The regulatory Financial Services Commission and watchdog Financial Supervisory Service on Monday unveiled the enforcement regulations for a forthcoming act on P2P lending, which will take effect starting Aug. 27.
Under new rules, individual investors may invest up to 30 million won ($24,500) in P2P products and up to 10 million won in realty-related products.
“In the prior announcement of legislation, the overall investment cap was 50 million won but we have decided to slash the amount, taking into account the increased level of credit risks amid the fallout of COVID-19,” officials said.
As for P2P companies, they will have to make a management disclosure when their default rate exceeds the designated 15 percent mark and submit a risk management report when the figure surpasses 20 percent.
In the case of real estate project financing products, lenders are required to specify the developer and constructor in charge and to reveal the senior debt attached to the realty.
P2P lending refers to the practice of lending money to individuals or businesses through online services, allowing a direct match between lenders and borrowers. While this new financial service offers relatively high returns compared to banks, they also involve the risk of borrowers defaulting on the loans.
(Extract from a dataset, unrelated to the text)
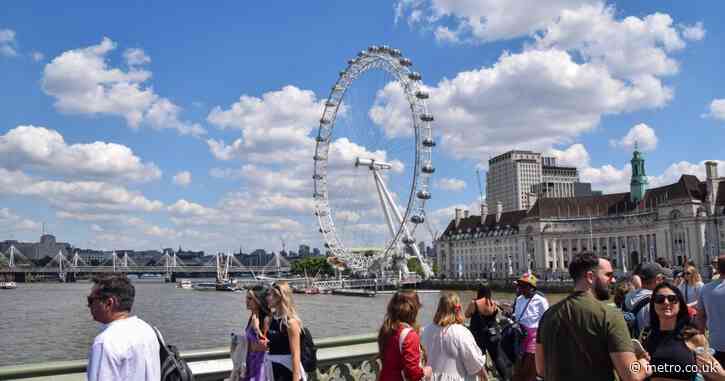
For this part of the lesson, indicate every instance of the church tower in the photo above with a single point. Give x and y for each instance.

“In order to prevent investor losses, we will ban high-risks products that involve complicated collateral such as virtual currencies or derivatives,” authorities said.
“Also, when a P2P company is facing investigation over alleged fraud or other crimes, the screening process (for business registration) will be put on hold.”
In November last year, the Cabinet approved a P2P regulation bill to respond to the expanded lending practices and to protect consumers. As of March 18, outstanding P2P loans came to 2.3 trillion won and the delinquency rate stood at 15.8 percent.